In future, developments in imaging technology and targeted genetic labeling will allow directly control of firing patterns in identified single cells and cellular populations, while measuring the resultant vascular, metabolic and neuronal response across spatial scales. These future experiments will provide important insights into pathways of neurovascular communication and will identify vasoactive messengers, release of which drives stimulus-evoked hemodynamic signals. The wide range of measurements will need to be integrated within a comprehensive theoretical framework that quantitatively models the steps from activity of specific neuronal cell types to vascular and metabolic changes to BOLD fMRI signals. Ultimately, identification of macro- and microscopic hemodynamic “signatures” of activation in populations of neurons with known phenotype and neurotransmitter content will greatly extend the utility of fMRI as a quantitative probe of physiology for both basic and clinical neuroscience applications.

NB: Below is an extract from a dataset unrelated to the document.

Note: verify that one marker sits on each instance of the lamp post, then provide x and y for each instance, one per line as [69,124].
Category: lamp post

For translation to human imaging, computational methods are required for neuronal population activity from combined EEG/MEG and fMRI data. The proper interpretation of such multimodal noninvasive imaging measures critically depends on accurate forward models, linking each of the imaging observables to the underlying physiological parameters, along with physiological models, linking the different physiological parameters themselves. Given such models, it should in principle be possible to obtain quantitative spatiotemporal estimates of the relevant physiological parameters, using a Bayesian estimation framework, as outlined above. It should be noted, however, that the accuracy of the resulting estimates will be limited by the accuracy of the models used. Further work is therefore needed to extend and validate the models, under a broad range of normal- and pathophysiological conditions.